Stella se detuvo para enjugarse el sudor de la frente con un inmaculado pañuelo. El vapor que hacía el recorrido diario desde el continente la había dejado en Nantucket al mediodía y no había encontrado a nadie que la llevase.
Por un momento se arrepintió de no haber anunciado su llegada, pero tenía sus motivos. Sacó la hoja del ajado periódico que guardaba desde hacía meses junto a las cartas que había intercambiado con William Endicott, farero de Great Point.
―¡Señorita Robbins! ―oyó a su espalda, dio media vuelta y colocó la mano a modo de visera.
―Gracias a Dios que la encuentro. El señor Endicott me envía a buscarla ―explicó un muchacho que conducía una destartalada carreta.
―¿Y cómo sabe el señor...?
―Es un sitio pequeño. Suba ―dijo el muchacho ofreciéndole la mano.
Stella respiró hondo mientras las chillonas gaviotas revoloteaban sobre sus cabezas y la carreta descendía por un angosto camino en dirección al mar, cerró los ojos y dejó que el olor a sal inundara sus fosas nasales.

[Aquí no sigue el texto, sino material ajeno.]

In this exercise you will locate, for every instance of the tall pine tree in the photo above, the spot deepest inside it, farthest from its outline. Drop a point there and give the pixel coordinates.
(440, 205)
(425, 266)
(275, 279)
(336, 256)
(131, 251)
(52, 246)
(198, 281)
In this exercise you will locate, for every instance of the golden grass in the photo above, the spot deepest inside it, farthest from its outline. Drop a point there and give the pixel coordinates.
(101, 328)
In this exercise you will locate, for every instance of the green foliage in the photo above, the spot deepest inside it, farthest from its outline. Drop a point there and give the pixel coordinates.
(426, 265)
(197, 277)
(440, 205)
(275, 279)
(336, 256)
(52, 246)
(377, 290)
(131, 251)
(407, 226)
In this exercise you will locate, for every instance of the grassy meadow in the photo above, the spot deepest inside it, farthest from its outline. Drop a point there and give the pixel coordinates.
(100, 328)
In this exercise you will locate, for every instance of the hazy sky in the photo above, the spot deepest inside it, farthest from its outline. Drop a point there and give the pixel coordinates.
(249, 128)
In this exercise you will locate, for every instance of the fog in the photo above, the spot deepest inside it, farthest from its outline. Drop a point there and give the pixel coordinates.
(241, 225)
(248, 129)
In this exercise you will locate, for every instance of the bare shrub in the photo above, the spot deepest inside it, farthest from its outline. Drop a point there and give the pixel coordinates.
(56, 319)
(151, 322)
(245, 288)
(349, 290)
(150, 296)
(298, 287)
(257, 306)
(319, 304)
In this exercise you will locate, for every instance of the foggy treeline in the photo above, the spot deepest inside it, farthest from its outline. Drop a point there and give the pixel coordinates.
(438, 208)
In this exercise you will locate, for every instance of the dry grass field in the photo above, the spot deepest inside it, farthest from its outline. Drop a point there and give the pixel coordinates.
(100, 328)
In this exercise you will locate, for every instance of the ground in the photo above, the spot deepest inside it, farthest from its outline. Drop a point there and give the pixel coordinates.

Cruzaron una diminuta playa rodeada de rocas en las que las olas rompían con estruendo. El faro se erguía sobre un pequeño acantilado cubierto de densa hierba verde. Las nubes grises presagiaban tormenta, pero la exigua luz del atardecer las teñía de colores que iban desde el ocre al anaranjado.
―Es un lugar precioso...
―En invierno cuando sube la marea no es posible llegar al faro.
Stella se dijo que no le importaría pasar allí el invierno aunque quedase incomunicada.
El camino serpenteó bordeando el acantilado y Stella vislumbró a un hombre de pie junto a la entrada. Era más alto y algo más joven de lo que había imaginado. Bajó de la carreta sin ayuda.
―¿Señorita Robbins?
―Señor Endicott. Bien, supongo que querrá saber qué hago aquí.
―Puedo hacerme una idea ―afirmó esbozando una sonrisa que desvelaba unos profundos hoyuelos.
Stella se ruborizó.
―Usted solicitaba una esposa en su anuncio, y seis meses de cortejo por carta estimo que son suficientes, a no ser que se esté usted carteando con otras mujeres, en cuyo caso nuestra relación habrá terminado. Detesto la mentira, señor Endicott y he venido con la intención...
―Puede llamarme Will ―la interrumpió aun sonriendo.
―Bien, quisiera dejar algo claro.
―Adelante.
―Usted no es lo que esperaba.
―Es posible.
Stella gruñó de impotencia.
―Sin embargo, estoy dispuesta a reconsiderarlo si promete ser sincero. He pensado que tal vez podría procurar mi alojamiento unos días en Nantucket, dado que mi reputación va a quedar en entredicho a partir de hoy es lo menos que puede hacer. Si le parece podríamos vernos cada día e intentar conocernos mejor. Supongo que no me costará constatar la verdad ―aseveró extendiendo su mano hacia él.
Will estrechó su mano y la contempló un momento. A Stella le dio la sensación de que sonreía sin hacerlo.
―¿Va a decirme de una vez qué es lo que opina?
―Opino, señorita Robbins, que no la dejaría escapar por nada del mundo ―afirmó sin soltarla.